E a proposito di cose fatte bene, credo di poter catalogarmi fra quelle:
una delle cose poco numerose che gli esseri umani hanno imparato ottimamente è
l’arte della costruzione. Cupole, ponti, archi arditi sono certo edifici
eccelsi e nobili; eppure anch’io, con queste mie vecchie ma sagge pietre, non
sono da disprezzare: forse il mio ruolo nella storia è stato molto più grande
di quello delle cattedrali, forse la mia presenza ha protetto e salvato delle
vite, siano state esse umane o animali.
Questi miei vecchi massi ne hanno proprio viste di tutti i colori; mentre
se ne stavano qui immobili, tra questi prati, sotto lo sguardo bruciante o
flebile del sole, intorno a loro sono successe innumerevoli cose ed altrettante
sono cambiate, tanto numerose che nessun essere umano potrebbe ricordarne
neppure la decima parte. Eppure la maggior parte di esse erano anche fatti della
vita di uomini, donne e bambini che sono nati, vissuti e morti mentre io resto
qui, immutato ed immutabile. Un tempo, quando ero giovane, guardavo la gente che
viveva sotto la mia protezione con un distacco ed un senso di superiorità che
con gli anni sono andato perdendo; la causa probabilmente è che la vicinanza
degli esseri umani mi ha contagiato irrimediabilmente e mi ha tolto
quell’impassibilità che rendeva la mia vita molto più facile, immune dai
dispiaceri ma anche dalle gioie. Poco per volta il mio vecchio cuore di pietra
sta perdendo la sua durezza. Se avessi avuto lacrime, avrei pianto alla morte
del giovane signore che amava la vita; se avessi avuto una bocca, avrei sorriso
nel vedere di nuovo uniti i due giovani innamorati che anni prima si erano detti
addio, accanto a quelle mie stesse pietre che li avevano visti separarsi e
ritrovarsi e che non erano riuscite a rimanere impassibili. Dovrei preoccuparmi
per questo mio indebolimento, eppure inspiegabilmente ne sono felice.
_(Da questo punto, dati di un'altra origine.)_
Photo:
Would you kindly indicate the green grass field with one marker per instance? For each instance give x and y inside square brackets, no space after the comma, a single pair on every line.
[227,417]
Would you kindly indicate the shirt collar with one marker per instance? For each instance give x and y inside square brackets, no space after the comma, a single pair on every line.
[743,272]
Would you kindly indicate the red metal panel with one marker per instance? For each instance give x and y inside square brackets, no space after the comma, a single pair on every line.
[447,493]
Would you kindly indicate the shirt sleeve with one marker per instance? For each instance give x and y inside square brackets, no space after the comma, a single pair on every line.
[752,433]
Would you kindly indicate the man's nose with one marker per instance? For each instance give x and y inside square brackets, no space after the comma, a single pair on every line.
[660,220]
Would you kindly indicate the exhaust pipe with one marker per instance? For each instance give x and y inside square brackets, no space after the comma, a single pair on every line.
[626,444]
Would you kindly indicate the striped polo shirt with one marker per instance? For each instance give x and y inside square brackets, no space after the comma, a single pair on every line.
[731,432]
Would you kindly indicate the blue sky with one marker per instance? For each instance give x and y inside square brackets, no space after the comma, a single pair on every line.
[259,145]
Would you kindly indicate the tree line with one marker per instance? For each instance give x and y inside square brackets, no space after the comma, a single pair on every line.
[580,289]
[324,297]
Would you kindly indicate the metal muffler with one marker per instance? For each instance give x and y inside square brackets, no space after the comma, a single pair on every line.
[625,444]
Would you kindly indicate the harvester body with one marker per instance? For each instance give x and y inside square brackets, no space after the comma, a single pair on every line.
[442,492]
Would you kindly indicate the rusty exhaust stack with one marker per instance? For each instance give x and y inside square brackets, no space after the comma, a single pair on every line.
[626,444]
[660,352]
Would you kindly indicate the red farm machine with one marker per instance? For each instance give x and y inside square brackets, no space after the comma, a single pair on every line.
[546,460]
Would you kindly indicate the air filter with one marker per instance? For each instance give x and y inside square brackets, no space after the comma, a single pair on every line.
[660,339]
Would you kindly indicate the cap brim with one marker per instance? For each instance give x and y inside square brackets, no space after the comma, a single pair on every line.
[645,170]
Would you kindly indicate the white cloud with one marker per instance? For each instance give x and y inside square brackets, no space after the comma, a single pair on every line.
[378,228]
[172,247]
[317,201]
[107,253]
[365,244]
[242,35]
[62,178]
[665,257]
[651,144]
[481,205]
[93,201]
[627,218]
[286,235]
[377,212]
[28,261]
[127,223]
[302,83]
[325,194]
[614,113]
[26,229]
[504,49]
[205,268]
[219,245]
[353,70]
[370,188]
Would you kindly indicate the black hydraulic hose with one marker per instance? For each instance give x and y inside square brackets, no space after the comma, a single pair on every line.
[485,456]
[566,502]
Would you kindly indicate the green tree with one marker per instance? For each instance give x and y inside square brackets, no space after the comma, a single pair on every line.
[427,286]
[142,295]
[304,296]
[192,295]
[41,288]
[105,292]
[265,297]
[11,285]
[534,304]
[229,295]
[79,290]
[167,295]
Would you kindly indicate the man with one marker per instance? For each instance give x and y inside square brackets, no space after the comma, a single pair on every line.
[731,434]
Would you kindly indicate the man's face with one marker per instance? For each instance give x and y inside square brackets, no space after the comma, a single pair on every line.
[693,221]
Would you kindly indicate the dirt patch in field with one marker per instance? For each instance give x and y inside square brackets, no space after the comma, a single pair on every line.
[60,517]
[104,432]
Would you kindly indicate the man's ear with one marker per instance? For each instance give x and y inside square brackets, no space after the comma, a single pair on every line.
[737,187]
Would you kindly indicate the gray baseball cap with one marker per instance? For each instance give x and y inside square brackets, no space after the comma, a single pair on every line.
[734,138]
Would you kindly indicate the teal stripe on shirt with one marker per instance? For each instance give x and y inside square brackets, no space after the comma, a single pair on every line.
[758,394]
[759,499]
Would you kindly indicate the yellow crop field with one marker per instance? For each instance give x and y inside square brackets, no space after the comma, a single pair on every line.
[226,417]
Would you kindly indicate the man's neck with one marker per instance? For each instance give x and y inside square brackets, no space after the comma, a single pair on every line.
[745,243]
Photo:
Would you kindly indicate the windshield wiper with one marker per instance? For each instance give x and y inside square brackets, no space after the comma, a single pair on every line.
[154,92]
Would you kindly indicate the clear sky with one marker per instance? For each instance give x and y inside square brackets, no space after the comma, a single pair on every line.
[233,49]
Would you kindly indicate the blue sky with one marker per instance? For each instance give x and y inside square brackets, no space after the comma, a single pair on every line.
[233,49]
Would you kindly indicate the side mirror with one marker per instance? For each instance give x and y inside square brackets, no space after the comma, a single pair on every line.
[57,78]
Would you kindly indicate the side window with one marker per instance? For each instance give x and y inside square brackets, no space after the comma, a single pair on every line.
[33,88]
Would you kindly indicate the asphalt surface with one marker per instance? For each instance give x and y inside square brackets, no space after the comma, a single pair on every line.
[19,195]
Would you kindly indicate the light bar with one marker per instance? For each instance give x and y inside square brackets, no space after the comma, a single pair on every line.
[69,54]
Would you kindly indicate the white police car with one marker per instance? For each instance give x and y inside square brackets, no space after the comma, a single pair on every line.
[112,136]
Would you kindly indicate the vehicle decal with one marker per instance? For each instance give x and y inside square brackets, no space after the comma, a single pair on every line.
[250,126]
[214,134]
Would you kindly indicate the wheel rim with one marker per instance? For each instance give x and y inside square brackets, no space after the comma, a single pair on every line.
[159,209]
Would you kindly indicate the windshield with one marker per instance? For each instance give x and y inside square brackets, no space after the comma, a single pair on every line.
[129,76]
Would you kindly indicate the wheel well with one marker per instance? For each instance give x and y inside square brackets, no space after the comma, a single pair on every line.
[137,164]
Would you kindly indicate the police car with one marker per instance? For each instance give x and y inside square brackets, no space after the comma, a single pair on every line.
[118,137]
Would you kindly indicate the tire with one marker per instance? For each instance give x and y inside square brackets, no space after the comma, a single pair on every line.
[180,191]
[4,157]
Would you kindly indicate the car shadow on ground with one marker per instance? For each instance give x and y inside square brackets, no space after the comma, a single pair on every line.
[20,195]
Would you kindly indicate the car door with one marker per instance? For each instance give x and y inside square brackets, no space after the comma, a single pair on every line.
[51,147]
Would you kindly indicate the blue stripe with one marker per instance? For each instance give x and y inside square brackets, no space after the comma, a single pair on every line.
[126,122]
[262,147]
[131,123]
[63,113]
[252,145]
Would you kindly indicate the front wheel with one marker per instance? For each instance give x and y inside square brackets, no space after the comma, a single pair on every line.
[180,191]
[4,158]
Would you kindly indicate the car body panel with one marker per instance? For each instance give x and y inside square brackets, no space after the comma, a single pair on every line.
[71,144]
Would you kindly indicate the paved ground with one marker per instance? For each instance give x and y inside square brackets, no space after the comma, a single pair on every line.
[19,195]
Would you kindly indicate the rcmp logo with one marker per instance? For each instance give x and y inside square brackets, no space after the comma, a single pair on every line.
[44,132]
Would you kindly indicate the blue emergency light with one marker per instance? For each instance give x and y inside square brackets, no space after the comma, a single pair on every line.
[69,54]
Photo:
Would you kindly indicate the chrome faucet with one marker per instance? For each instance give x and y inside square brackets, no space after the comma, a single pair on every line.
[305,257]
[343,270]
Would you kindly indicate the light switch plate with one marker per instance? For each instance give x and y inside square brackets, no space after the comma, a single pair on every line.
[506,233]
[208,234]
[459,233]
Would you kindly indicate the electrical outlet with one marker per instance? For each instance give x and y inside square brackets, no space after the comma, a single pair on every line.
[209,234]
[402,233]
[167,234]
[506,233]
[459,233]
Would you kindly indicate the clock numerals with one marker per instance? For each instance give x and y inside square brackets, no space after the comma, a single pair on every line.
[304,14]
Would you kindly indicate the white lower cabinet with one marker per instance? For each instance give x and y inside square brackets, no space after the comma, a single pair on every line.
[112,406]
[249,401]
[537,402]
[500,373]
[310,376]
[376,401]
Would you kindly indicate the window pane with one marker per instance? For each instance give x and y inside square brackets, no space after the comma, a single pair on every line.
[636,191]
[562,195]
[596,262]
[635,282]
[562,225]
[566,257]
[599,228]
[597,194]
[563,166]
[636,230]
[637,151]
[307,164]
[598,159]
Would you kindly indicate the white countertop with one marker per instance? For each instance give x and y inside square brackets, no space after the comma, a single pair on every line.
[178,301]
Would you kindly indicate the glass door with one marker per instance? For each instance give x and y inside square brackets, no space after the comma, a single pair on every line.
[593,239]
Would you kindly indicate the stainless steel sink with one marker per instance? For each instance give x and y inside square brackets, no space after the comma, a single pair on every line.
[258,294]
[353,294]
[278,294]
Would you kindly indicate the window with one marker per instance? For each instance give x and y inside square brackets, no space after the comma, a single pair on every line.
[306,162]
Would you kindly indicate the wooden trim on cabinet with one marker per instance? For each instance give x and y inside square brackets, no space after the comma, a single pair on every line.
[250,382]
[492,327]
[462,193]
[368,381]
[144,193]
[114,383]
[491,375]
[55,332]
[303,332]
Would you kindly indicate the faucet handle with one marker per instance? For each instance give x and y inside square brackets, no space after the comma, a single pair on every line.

Ora il sole ha raggiunto il suo apice e sulle mie pietre si scaldano ogni
sorta di animali. É bello veder ritornare la vita: i prati traboccano di
margherite e non-ti-scordar-di-me, mentre i giovani peschi, sul limitare del
bosco, sono tutti in fiore, coperti di macchioline rosa. Anche il mio caro,
vecchio olmo ha i rami punteggiati dalle nuove foglie e presto tornerà ad
agitare placido le sue fronde al vento, una musica che il giovane poeta amava
tanto.
Da qualche giorno viene a trovarmi un pittore: ha dipinto i peschi, il
bosco e l’olmo; poi, da ieri, si è seduto accanto al tronco del mio vecchio
amico ed ha iniziato a disegnare i fiori: immagini chiare e precise, con i
colori tenui ma allegri della primavera. Credo che per un po' le mie giornate
saranno molto interessanti.
Dopo aver visto guerre ed incendi, odio ed amore,
vita e passione, dopo essere morto e poi risorto, ora che sono vecchio e forse
un po' smemorato, posso dire di essere totalmente felice, con il sole, i campi,
gli animali, l’olmo e un umile ma allegro pittore.